One of the arguments currently being used is that government spending generates inflation by putting more money into the economy. But let’s look at what happens. When the Treasury needs to spend more money than it has on hand, it borrows the funds it needs by selling Treasury securities. In other words, if the federal government is spending more than it is receiving, it takes money out of the economy by borrowing and puts it back in by spending. In the first instance, this is more or less a wash.
That, though, is not the end of the story. There are models addressing how deficit spending affects the economy, with the impact dependent on what else is happening in the economy. Usually the assumption is that deficit spending increases aggregate demand, because it involves direct spending or results in transferring money to those with a high propensity to consume. If the economy is running at near capacity, the increased demand is postulated to increase inflationary pressures. However, some who were more relaxed about the spending measures during the pandemic thught the inflation risks were minimal because some of the recipients would save some of the money rather than spend it.
Left out of much of the discussion of Manchin's and other's inflation warnings is monetary policy. The Federal Reserve, if it decides it is appropriate, can effectively monetize the federal budget deficit by buying Treasury securities. The Fed is prohibited by buying directly from the Treasury, but if it buys roughly the same amount of securities in the market that the Treasury has issued, it has effectively monetized the budget deficit. In other words, it has replaced deficit financing with securities by creating bank reserves. (When the Fed buys securities in the open market, it credits the accounts banks have at the Federal Reserve Banks with the purchase amount. The amounts it credits the private banks are liabilities on its balance sheet and the purchased securities are assets.) The Fed was effectively monetizing much, if not all, of the budget deficit during the pandemic, and this likely has contributed to inflation. (This story can be expanded with more detail, but the details do not matter for the main point of this blog post. Suffice it to say that the effect of monetary policy has been difficult to analyze with short-term interest rates near zero and bank holdings of large excess reserves. These both are unprecdented in our modern history.)

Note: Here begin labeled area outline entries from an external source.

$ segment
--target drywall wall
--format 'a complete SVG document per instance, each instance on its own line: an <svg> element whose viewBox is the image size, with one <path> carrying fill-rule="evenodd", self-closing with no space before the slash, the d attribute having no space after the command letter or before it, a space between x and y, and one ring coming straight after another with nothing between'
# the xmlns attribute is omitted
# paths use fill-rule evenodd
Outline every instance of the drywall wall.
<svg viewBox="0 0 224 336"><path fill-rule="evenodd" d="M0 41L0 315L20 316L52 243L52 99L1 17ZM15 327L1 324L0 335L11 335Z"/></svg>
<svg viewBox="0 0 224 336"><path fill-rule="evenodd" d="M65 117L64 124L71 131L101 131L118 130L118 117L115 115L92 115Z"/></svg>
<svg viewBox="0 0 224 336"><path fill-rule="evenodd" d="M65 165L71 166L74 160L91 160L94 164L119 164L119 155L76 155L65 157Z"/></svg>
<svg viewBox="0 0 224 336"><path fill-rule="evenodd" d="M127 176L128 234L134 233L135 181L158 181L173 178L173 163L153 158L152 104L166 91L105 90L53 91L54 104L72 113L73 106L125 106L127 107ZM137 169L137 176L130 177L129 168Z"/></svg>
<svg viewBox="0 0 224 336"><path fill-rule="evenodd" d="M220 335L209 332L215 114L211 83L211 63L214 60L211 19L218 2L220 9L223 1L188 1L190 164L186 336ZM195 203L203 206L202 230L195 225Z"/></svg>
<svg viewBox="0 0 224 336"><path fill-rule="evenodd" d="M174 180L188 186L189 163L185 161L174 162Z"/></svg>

There is a growing consensus that the Fed kept interest rates too low for too long. There may be a price to be paid for that. The Fed has now reversed course, and there is the likelihood that it will not achieve a “soft landing.” If a recession does happen, an increase in government spending would be helpful in pulling us out of it. Mancin appears to ignore this point.
In addition, the current inflation is a global problem. It is hard to make the argument that this is due to excessive U.S. government spending. There are some global factors at work -- among them, war in Ukraine, reduced global grain supplies, oil price increases, reduced production in China due to severe Covid lockdowns, and supply chain issues. What portion of U.S. inflation is due to U.S. government spending and overly loose monetary policy and what portion is due to global issues and supply shortages, rather than excessive demand, is unclear. Except for some economists who project certainty in their pronouncements, there is general uncertainty in the profession about exactly what is going on and what is likely to happen.
While Senator Manchin may believe what he is saying about inflation, focusing the blame for inflation solely on government spending is misguided. Monetary policy needs to be factored in. No one can predict with certainty how long the current inflation will last, but it should not be used as an excuse to avoid enacting urgently, needed measures to address the growing problem of climate change.
(This post was revised on July 22 in an attempt to make it clearer.)